Low-Cost, High-Functionality Systems Management: OpenManage IT Assistant and Windows 2000 Server
By Shelley Palmer-Fettig (Issue 4 2000)
Dell's OpenManage IT Assistant 6.0 in conjunction with Microsoft Windows 2000 Advanced Server management tools allows technical staff to monitor and take action on hardware, OS, and application events. One can monitor any perfmon threshold event, monitor critical services and the event log, and translate those events into SNMP traps to be sent to the IT Assistant.
Dell's OpenManage IT Assistant (ITA) 6.0 is a browser-based management console that monitors and manages Dell servers, desktops, and portables. It has features such as system discovery, event management, status polling, asset reporting, remote system configuration, paging, and e-mail event notification that are common to the leading hardware management consoles available today (see Figure 1 and the sidebar "Dell IT Assistant Highlights").
Figure 1. Dell OpenManage IT Assistant Console
To manage Dell devices, ITA requires the installation of industry-standard desktop management interface (DMI), Simple Network Management Protocol (SNMP), or Common Information Model (CIM) instrumentation. The OpenManage Server Agent delivers this instrumentation for PowerEdge servers, and OpenManage Client Instrumentation (OMCI) delivers it for desktops, workstations, and portables.
This article goes beyond Dell's IT Assistant to discuss ways to exploit the management tools and new management functionality intrinsic to Windows 2000. A great complement to Dell's hardware agents and IT Assistant is Windows 2000's Advanced Server's "Event to Trap Translator" for OS and application monitoring. Configuring this tool to send Windows event log events as SNMP traps to IT Assistant can be broken down into a five-part process:
- Configure Windows Services so that an attempt is made to revive any unintentionally downed service and define the associated write to the event log.

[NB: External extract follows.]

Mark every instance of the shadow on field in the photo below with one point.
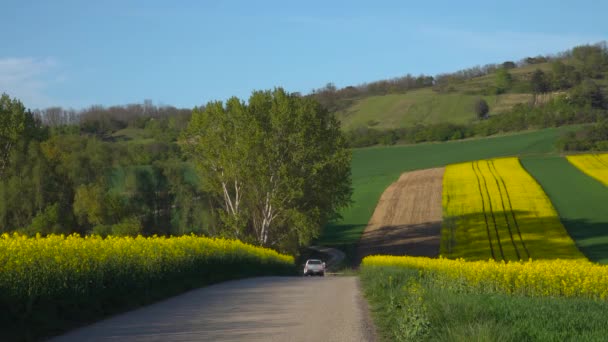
(414, 239)
(591, 238)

- Configure thresholds and alerts for specific perfmon objects. When a threshold is broken, Windows allows for an "action" to be taken; in this case, that action will be to write to the Windows event log.
- List critical events currently being written to the event log, which act as proactive notice to technical staff when there is a problem with applications or security on a server.
- Configure the Event to Trap Translator (evntwin.exe from the Windows 2000 Advanced Server install) to translate the events defined in steps 1-3 into SNMP traps and send them to IT Assistant.
- Configure IT Assistant to acknowledge the Windows 2000 SNMP alerts and to take action (such as e-mail and paging alerts) based on the needs of the IT department.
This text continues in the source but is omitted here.